CHRISTOPHER T. GEORGE was born in Liverpool, England in 1948 in the same hospital where John Lennon of the Beatles was born. His self-published autobiographical poem “Toxteth” told the story of his immigration to the U.S. age 7 and going back to attend school in Liverpool in the Sixties. He has published poetry and essays for over 50 years as well as several history books, including “Terror on the Chesapeake: The War of 1812 on the Bay” (Shippensburg, PA: White Mane, 2000) and appeared as a “talking head” on the History Channel and in Maryland Public Television’s Francis Scott Key docudrama “FSK.” He lives in Newark, Delaware with his wife Donna and sister-in-law Lisa, two cats, and a Mini-Pinscher.
3:30 – 5:00
“Light” — the Utility Word
“Light” is a Swiss Army knife word, a mini tool kit. It is a noun, a verb and an adjective with multiple meanings in each part of speech. It’s a word that rhymes with a myriad of other words and has connotations galore. We’ll explore how great poets like Dickinson, Levertov, Tennyson and Thomas have used the word thematically and metaphorically; have played with it and built around it; and consider other “multi-purpose” words that are useful tools in figurative language, i.e., the fabric of poetry. Attendees will be offered in-workshop writing exercises that involve using several utensils from the tool kit, and have a chance to share their drafts aloud.

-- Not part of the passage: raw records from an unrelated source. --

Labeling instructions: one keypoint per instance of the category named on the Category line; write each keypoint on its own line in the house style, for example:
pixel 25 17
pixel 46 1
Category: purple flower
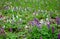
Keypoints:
pixel 58 20
pixel 36 20
pixel 52 29
pixel 58 36
pixel 48 24
pixel 41 37
pixel 10 29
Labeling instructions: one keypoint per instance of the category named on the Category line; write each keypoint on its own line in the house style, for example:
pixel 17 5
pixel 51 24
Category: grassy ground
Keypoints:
pixel 29 19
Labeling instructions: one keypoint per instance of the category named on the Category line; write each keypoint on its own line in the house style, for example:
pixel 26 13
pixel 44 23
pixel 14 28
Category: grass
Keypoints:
pixel 17 14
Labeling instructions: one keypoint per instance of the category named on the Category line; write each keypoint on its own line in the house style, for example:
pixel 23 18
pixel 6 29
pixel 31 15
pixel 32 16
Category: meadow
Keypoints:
pixel 29 19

DAVID P. KOZINSKI was a finalist for the Inlandia (California) Institute’s 2020 Hillary Gravendyke Prize for a book-length poetry manuscript, which is scheduled to be published by Kelsay books in 2022. Publications include Tripping Over Memorial Day (Kelsay Books) and Loopholes (Broadkill Press) which won the Dogfish Head Poetry Prize. Kozinski was Expressive Path’s 2018 Mentor of the Year. He serves on the boards of the Manayunk-Roxborough Art Center and the Eastern Shore Writers Association, and on the editorial board of Philadelphia Stories magazine. He is Rockwood Park & Museum’s resident poet and Art Editor of the Schuylkill Valley Journal.